While this bill is aimed at Big Tech companies, it wouldn’t be limited to technology.
Klobuchar is the new chair of the Senate Judiciary antitrust subcommittee and she intends to go big on antitrust by adding hundreds of millions of dollars to the budgets of regulators. She noted:
You can’t take on trillion-dollar companies with Band-Aids and duct tape.
What does this mean for consumers?
Klobuchar’s efforts and other antitrust proposals, particularly from the left, would upend the current consumer welfare standard to something that is not consumer-focused.
According to the consumer welfare standard, the purpose of antitrust law is to protect consumers based on objective, economic analysis. If a firm engages in activities that raise prices, lowers outputs, reduces efficiency, or otherwise harms competition, it could be in violation of antitrust law. There must be quantifiable evidence of those harms, not just personal opinion. The size of a company as measured by revenue, assets, market cap, or other markers of “big” companies do not necessarily signal consumer harm. This is a reasonable standard focused on outcomes.

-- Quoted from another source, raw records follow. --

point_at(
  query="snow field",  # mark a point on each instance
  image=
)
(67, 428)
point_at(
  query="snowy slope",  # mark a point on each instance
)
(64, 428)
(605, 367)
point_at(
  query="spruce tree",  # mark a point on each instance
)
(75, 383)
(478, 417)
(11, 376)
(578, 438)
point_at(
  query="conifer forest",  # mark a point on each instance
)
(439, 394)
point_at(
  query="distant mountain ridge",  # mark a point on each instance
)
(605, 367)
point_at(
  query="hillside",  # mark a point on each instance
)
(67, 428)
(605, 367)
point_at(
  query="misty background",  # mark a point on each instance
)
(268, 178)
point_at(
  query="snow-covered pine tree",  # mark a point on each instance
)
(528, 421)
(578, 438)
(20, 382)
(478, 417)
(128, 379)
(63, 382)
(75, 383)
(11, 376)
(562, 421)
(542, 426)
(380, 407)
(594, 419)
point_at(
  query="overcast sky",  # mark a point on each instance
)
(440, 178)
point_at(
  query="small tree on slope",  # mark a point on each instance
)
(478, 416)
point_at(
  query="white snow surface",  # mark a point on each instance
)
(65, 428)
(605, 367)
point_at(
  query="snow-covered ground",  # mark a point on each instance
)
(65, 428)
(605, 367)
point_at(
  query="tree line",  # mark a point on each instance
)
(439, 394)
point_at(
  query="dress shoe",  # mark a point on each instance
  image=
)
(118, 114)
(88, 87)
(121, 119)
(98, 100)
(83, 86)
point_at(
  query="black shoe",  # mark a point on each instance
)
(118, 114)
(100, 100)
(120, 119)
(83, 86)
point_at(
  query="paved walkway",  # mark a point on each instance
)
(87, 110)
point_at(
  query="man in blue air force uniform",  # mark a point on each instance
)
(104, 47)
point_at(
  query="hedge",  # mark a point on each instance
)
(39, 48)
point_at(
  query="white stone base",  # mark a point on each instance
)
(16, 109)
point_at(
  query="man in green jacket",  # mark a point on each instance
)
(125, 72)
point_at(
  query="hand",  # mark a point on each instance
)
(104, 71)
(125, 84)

Big Tech is tremendously beneficial to consumers, small businesses, students, and voters. People enjoy more access to information than perhaps any other time through social media, employees can work remotely because of digital file-sharing services and email systems, small businesses advertise and sell products to customers worldwide through apps and social media websites, kids can be instructed from the safety and comfort of home, and voters can access all types of information about how their representatives vote or the positions they hold.
In the past, only the biggest companies could afford to purchase all of these services independently. Now, all of the above can be done at any time on a phone small enough to fit into a purse. All of that is at risk.
Innovation has spawned market competition and that has delivered services to a broader consumer base for free.
In some cases, mergers have made different services more seamless, saving consumers time and improving the overall online experience.
Jennifer Huddleston of the American Action Forum concluded about Klobuchar’s bill:
Many of the proposed changes are based on misguided assumptions that certain actions by large players are always bad and fail to recognize the impact that such changes would have on beneficial as well as harmful business transactions.
When there are instances of anticompetitive behavior, regulating agencies should absolutely investigate and hold firms accountable.
However, populist angst from either side—based on allegations of censorship from the right or criticism of not enough censorship by the left—should not be the driving factor. The results could be devastating to entrepreneurs, political groups, students, parents, and families who depend so heavily on technology.
And don’t for one moment believe that the party in power will not weaponize antitrust reforms against the other side.
Victor Menaldo of the University of Washington noted:
Antitrust policies are in danger of being politicized. And the collateral damage may be the big tech firms that brought us vastly improved search, educational possibilities, and entertainment, global social networks, and same-day delivery of groceries.
The fear is that this would open the door to even more polarization, populism, and short-term thinking. Can the country really afford more of that?
Conservatives who have always upheld the virtue of free-market solutions over the expansion of government control should not embrace these “reforms” from a principled standpoint. As scholars Joshua Wright and Jan Rybnicek wrote recently in National Affairs:
… As Ronald Reagan observed in 1964, the government rarely does anything as well or as economically as the private sector. And when the government does seek to control the economy it invariably does so through force or coercion of the people. An invitation to allow politicians and bureaucrats to use antitrust law to break up tech companies, to redesign digital products, or to moderate content for the “greater good” will end like most attempts at introducing just a little bit of liberal orthodoxy: the government’s discretion will grow and the people’s ability to check it will fade overtime until it is a figment of its former self. It is the camel’s nose under the tent.